The leadership of the House Ways and Means Committee just unveiled a new video touting what they call the “Tax Reform Blueprint,” a plan to simplify our taxes. The video is professionally produced, with nice music and a compelling message.
It begins by stating the problem we all understand. “America’s tax code is broken. It’s too complex and outdated, taking too much money away from hard-working taxpayers and sending it to wasteful Washington, favoring special interests, hurting American families, and forcing jobs and investment overseas. There is a better way – a way to bring that money home, to create new jobs and increase wages.”
That message is echoed by both sides in the current campaign, as in virtually all campaigns every year.

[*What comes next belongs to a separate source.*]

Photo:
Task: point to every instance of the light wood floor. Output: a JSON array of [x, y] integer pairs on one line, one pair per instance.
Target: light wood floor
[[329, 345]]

At the risk of betraying my age and longevity in politics, when I first went to work on Capitol Hill, Gerald Ford was President. I spent a semester as an intern in a House office, working for a congressman heavily involved in tax policy. One of the favorite issues among conservatives at the time was tax reform, especially tax simplification. Taxes were much higher in the pre-Reagan era, but the exorbitant rates were only part of the issue. The IRS was said to be too big and out of control, and the tax code much too complex. Sound familiar?

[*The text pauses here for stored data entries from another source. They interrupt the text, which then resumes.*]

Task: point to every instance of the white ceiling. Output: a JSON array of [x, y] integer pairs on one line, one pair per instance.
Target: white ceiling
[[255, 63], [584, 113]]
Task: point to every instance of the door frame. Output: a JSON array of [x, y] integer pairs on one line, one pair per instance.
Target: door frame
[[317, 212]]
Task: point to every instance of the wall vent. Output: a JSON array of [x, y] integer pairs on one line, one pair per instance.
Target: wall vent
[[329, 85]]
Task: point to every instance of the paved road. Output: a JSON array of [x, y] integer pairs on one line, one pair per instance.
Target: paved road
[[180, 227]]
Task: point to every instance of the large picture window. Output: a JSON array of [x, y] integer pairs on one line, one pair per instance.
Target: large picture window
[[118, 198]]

I remember several Members of Congress touting a reform package that included a tax form so simple it would fit on a postcard. In fact, there was a standing joke at the time about how the IRS might abuse the idea with a simple postcard form of two lines: “Line 1, How much money did you make; Line 2, Send it to us.”

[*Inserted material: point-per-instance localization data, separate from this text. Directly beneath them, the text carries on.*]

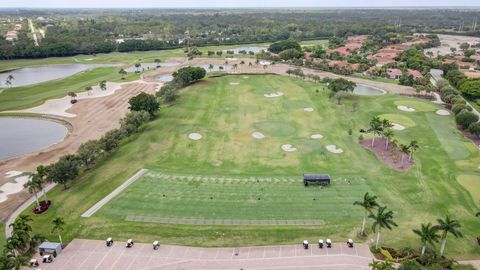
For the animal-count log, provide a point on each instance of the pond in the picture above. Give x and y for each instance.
(32, 75)
(147, 66)
(364, 90)
(26, 135)
(247, 49)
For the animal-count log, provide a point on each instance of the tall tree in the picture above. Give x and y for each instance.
(448, 226)
(33, 186)
(369, 203)
(428, 235)
(58, 227)
(383, 219)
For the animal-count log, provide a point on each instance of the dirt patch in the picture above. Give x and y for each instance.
(391, 156)
(474, 138)
(442, 112)
(288, 148)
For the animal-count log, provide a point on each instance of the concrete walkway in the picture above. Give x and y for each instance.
(94, 254)
(114, 193)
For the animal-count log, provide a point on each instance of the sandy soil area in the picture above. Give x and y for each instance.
(94, 117)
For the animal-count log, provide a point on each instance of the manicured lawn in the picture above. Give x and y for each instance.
(320, 42)
(215, 177)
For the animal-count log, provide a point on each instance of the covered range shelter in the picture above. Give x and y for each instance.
(321, 179)
(50, 248)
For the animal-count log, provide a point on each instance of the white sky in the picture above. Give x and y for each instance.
(231, 3)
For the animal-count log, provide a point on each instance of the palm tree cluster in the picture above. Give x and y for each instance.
(383, 128)
(37, 182)
(20, 245)
(428, 233)
(382, 218)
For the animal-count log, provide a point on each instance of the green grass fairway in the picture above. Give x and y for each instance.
(279, 199)
(215, 178)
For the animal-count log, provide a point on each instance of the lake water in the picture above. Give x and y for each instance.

Joking aside, though, the idea of a much simpler tax code has remained an appealing concept ever since. And sure enough, this new video promotes the new proposal from House leaders for “a pro-growth tax code with a tax form so simple it can fit on a postcard, with a modern tax system that brings businesses into the 21st Century, so we can compete and succeed anywhere in the world, especially here at home.”
Voters of both parties overwhelming support this idea, and always have. So what’s holding it up? Don’t get me wrong. I admit to a little cynicism because I have seen this movie before. But the proposal is sound, and the ideas behind it are solid. It includes full expensing, reductions in the corporate tax rates that are driving jobs overseas, and reductions in small business and personal tax rates. It reduces seven tax brackets to just three. It eliminates the alternative minimum tax so no one has to do their taxes twice a year, rewards work by improving the earned income tax credit, provides real tax incentives for charitable giving, stops overtaxing “Made in America” products, and repeals the death tax.
These are all issues with vast bipartisan public support, and Ways and Means Chairman Kevin Brady is right when he calls the proposal “bold” and “pro-growth.”
Staffers have put the new video on the Committee’s website and are making the rounds encouraging everyone to watch it, show it, and talk about it. They say we need to begin a public dialogue about the proposed policy changes and get this plan into the public discourse – especially during an election year in which tax policy is a crucial issue.
They are right, of course, that these issues are ripe for debate, and that the public ought to know about such proposals. So here is a modest idea. How about passing the bill?
The “Blueprint” was unveiled with some fanfare in June of this year on Capitol Hill, but it is difficult for congressional proposals to compete for news media attention during a national election campaign – especially one driven more by personalities than policies. Still, there is a clear and simple way to make sure such legislation attracts national attention, and that is to pass it. The same Party proposing the measure controls not only the Ways and Means Committee, but the entire House, and the Senate. They assume the President might veto it. Even if true, wouldn’t that create the national debate they want?
I was in a room full of people this morning watching the new video, and nearly everyone there – all allies of the proposal – had the same reaction. Namely, instead of making videos about the plan, why not enact it? Or will today’s congressional interns still be talking about the idea 40 years from now?